Third, defendant had been arrested for two traffic violations and in addition thereto he had produced an operator's license clearly not his own. We feel that under these circumstances the police were reasonably justified in conducting a limited search for weapons and concealable evidence within the reach of the arrestee-a follow-up from the seizure of the three pieces of stolen welfare check which had fallen into plain view.

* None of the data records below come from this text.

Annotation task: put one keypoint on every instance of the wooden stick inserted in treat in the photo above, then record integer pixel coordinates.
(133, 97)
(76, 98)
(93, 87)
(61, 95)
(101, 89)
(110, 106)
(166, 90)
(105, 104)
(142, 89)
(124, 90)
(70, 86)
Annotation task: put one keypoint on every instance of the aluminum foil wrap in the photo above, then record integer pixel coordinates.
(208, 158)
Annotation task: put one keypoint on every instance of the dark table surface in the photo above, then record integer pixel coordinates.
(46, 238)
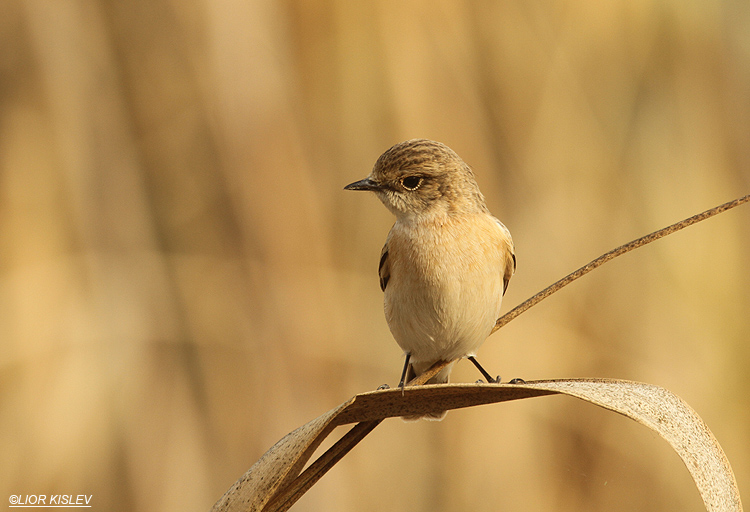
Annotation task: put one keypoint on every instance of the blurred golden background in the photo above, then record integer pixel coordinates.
(183, 280)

Fourth, as we have just noted, the search here was a limited one, there being no evidence that a general exploratory search of the automobile was undertaken. The police merely searched the area within the arrestee's immediate control, a limited search that would in all probability be upheld under the stricter rules of warrantless searches and seizures for private residences enunciated by the Supreme Court in Chimel v. California, 1969, 395 U.S. 752, 89 S.Ct. 2034, 23 L.Ed.2d 685.

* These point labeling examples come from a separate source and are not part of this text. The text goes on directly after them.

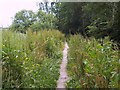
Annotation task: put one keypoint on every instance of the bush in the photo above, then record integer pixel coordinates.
(31, 60)
(91, 65)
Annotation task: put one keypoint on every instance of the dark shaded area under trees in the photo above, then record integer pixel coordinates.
(89, 19)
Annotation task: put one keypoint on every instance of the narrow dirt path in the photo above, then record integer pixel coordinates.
(63, 72)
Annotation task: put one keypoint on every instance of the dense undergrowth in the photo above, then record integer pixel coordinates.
(31, 60)
(92, 65)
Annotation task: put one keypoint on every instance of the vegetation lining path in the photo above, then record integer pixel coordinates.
(63, 72)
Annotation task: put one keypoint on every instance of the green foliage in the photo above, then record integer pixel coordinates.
(31, 60)
(91, 65)
(22, 20)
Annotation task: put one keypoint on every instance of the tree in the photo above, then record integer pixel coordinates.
(69, 17)
(22, 20)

Every traffic arrest will not justify a warrantless search. Nevertheless, where, as here, the officers have ample grounds-in other words, reasonable or probable cause to believe that they will "find the instrumentality of a crime or evidence pertaining to a crime" before they begin their search-such a search does not violate the Fourth Amendment prohibition against unreasonable searches or seizures.

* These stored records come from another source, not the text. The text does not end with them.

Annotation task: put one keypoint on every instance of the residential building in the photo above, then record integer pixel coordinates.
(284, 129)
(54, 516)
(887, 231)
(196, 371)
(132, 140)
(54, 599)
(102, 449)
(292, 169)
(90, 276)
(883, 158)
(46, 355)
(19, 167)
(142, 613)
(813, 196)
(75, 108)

Cf., Abel v. United States, 1960, 362 U.S. 217, at page 238, 80 S.Ct. 683, at pages 696-697, 4 L.Ed.2d 668, where the Supreme Court said:
"The other item seized in the course of the search of petitioner's hotel room was item (1), a piece of graph paper containing a coded message. This was seized by Schoenenberger as petitioner, while packing his suitcase, was seeking to hide it in his sleeve. An arresting officer is free to take hold of articles which he sees the accused deliberately trying to hide. This power derives from the dangers that a weapon will be concealed, or that relevant evidence will be destroyed. Once this piece of graph paper came into Schoenenberger's hands, it was not necessary for him to return it, as it was an instrumentality for the commission of espionage. This is so even though Schoenenberger was not only not looking for items connected with espionage but could not properly have been searching for the purpose of finding such items. When an article subject to lawful seizure properly comes into an officer's possession in the course of a lawful search it would be entirely without reason to say that he must return it because it was not one of the things it was his business to look for. See Harris, supra, 331 U.S. , at 154-155 [67 S.Ct. 1098, 91 L.Ed. 1399.]" (Emphasis supplied.)